This is an R&D topic that I'd like to discuss.
Right now the Vuforia SDK is perfectly suited for tracking one or more large markers/trackables/ImageTargets. These need to fill a pretty big portion of the camera frame, so that the software can compute the pose of the marker in front of the camera. This can be done with an ImageTarget, or a MultiTarget.
But we're also looking at outdoor/larger-scale AR (e.g. block-size, room-size). Now, in many cases it will not be possible to fill the camera-image with a trackable. Also, building facades aren't planar, rooms aren't always filled with wall-to-wall paintings, etc..
But what if the environment contains many small elements that have clusters of features that -on their own- are too small to do a pose estimation with, but taken together:
- can be matched to a pre-trained "microtarget"
- could be used as input for 3-Point Pose, 4-Point Pose, SoftPOSIT, RANSAC, etc algorithm?

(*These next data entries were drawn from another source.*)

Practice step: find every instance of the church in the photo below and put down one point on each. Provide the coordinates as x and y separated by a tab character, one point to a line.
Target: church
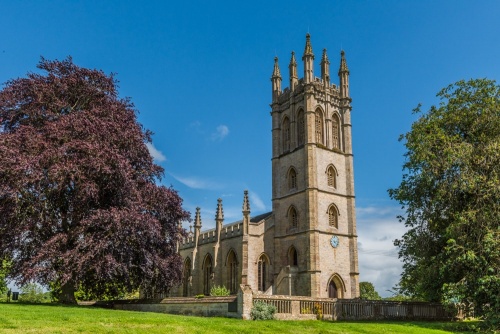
307	245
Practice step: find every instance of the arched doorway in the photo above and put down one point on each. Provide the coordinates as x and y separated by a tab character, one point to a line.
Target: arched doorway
332	290
336	287
207	274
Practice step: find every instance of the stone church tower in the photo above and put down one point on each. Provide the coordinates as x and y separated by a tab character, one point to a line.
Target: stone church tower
313	181
307	245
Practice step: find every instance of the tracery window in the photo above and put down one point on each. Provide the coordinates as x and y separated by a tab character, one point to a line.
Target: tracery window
300	128
262	273
207	274
286	135
319	127
333	216
232	272
292	179
336	132
293	218
186	277
292	257
332	177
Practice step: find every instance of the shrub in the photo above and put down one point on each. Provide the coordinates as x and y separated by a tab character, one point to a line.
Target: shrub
32	293
262	311
219	291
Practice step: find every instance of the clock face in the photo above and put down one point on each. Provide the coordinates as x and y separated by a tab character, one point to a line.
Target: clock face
334	241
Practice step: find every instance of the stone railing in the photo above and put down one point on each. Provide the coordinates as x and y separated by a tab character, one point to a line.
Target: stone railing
295	307
289	307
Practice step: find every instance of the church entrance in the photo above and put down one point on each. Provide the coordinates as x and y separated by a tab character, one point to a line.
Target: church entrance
332	290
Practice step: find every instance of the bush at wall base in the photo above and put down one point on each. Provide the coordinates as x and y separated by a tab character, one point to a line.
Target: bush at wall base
262	311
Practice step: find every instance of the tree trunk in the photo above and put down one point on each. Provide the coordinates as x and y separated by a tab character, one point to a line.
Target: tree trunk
67	295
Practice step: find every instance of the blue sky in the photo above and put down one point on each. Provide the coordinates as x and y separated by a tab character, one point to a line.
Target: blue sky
198	73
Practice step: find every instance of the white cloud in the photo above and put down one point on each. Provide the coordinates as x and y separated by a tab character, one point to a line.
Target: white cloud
196	183
378	257
221	132
255	202
155	153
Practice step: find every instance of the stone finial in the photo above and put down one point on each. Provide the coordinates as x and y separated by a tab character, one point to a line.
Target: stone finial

Of course, one would need to know the 3D location of each of these clusters of features, but standard photogrammetry techniques can be used for that. We have several projects in the works that would benefit tremendously if this were possible. Yes, we would have to put in a sizable amount of work to document the to-be-augmented environment in such a way, but that we're willing to do. I suppose we're talking about model-based tracking here?

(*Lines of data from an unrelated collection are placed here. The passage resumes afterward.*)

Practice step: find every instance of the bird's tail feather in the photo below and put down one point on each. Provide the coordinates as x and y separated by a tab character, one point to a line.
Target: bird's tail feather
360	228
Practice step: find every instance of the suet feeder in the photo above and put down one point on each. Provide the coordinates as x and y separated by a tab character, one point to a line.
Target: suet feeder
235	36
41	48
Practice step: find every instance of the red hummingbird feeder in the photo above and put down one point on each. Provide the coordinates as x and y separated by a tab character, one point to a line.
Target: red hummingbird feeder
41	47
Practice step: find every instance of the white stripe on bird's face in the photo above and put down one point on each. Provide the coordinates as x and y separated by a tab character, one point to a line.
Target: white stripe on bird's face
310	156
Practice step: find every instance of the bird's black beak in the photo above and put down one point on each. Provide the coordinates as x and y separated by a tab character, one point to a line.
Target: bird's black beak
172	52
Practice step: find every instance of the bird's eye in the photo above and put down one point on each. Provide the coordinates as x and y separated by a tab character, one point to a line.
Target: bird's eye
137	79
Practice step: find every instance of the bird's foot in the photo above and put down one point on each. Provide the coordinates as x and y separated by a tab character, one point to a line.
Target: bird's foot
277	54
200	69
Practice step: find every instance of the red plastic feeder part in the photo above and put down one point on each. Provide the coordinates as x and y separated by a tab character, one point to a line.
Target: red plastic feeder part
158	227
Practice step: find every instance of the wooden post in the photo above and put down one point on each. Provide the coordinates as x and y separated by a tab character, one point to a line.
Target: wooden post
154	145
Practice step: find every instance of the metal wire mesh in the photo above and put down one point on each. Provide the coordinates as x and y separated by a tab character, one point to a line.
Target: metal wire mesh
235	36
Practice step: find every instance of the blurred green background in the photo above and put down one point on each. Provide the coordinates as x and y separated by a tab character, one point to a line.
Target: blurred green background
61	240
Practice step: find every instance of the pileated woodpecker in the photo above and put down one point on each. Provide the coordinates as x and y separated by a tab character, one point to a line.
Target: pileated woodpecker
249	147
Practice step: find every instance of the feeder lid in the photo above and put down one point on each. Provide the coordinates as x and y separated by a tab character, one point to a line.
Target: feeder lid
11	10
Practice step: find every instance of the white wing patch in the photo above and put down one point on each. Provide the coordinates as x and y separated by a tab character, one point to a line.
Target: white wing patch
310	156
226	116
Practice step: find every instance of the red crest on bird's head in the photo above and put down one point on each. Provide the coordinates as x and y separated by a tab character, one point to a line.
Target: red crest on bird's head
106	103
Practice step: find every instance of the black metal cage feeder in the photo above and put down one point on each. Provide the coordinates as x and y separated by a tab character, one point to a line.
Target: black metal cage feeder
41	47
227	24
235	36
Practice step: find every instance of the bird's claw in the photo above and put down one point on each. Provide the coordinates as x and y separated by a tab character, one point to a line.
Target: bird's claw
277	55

Having said that, there are many shapes that are easily recognizable by humans, such as logos, but hard to track with SIFT/SURF/FAST/etc based trackers. Reason: not enough corners. For those shapes, my guess is that template matching would be a better fit.. Is that guess correct?

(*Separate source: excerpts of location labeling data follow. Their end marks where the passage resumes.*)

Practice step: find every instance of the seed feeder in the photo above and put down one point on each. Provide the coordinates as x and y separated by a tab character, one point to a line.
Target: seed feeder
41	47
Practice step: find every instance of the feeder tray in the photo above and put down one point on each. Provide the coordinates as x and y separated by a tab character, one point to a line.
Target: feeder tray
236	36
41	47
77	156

If these ideas make sense, then I think these features would be great additions for the next version of Vuforia:
- addition of either "microtargets" and/or access to the list of detected/tracked features from the tracker
- addition of template matching or another algorithm that would enable the tracking of small patches that cannot be tracked properly with 'standard' NFT-techniques (under changes of rotation, scale and limited perspective/non-uniform scale.. rotation may not really needed since we know the orientation of the device from gravity and can pre-rotate the template before matching)
- optional: addition of a pose-estimation step that takes these microtargets as inputs
Looking forward to hearing your thoughs!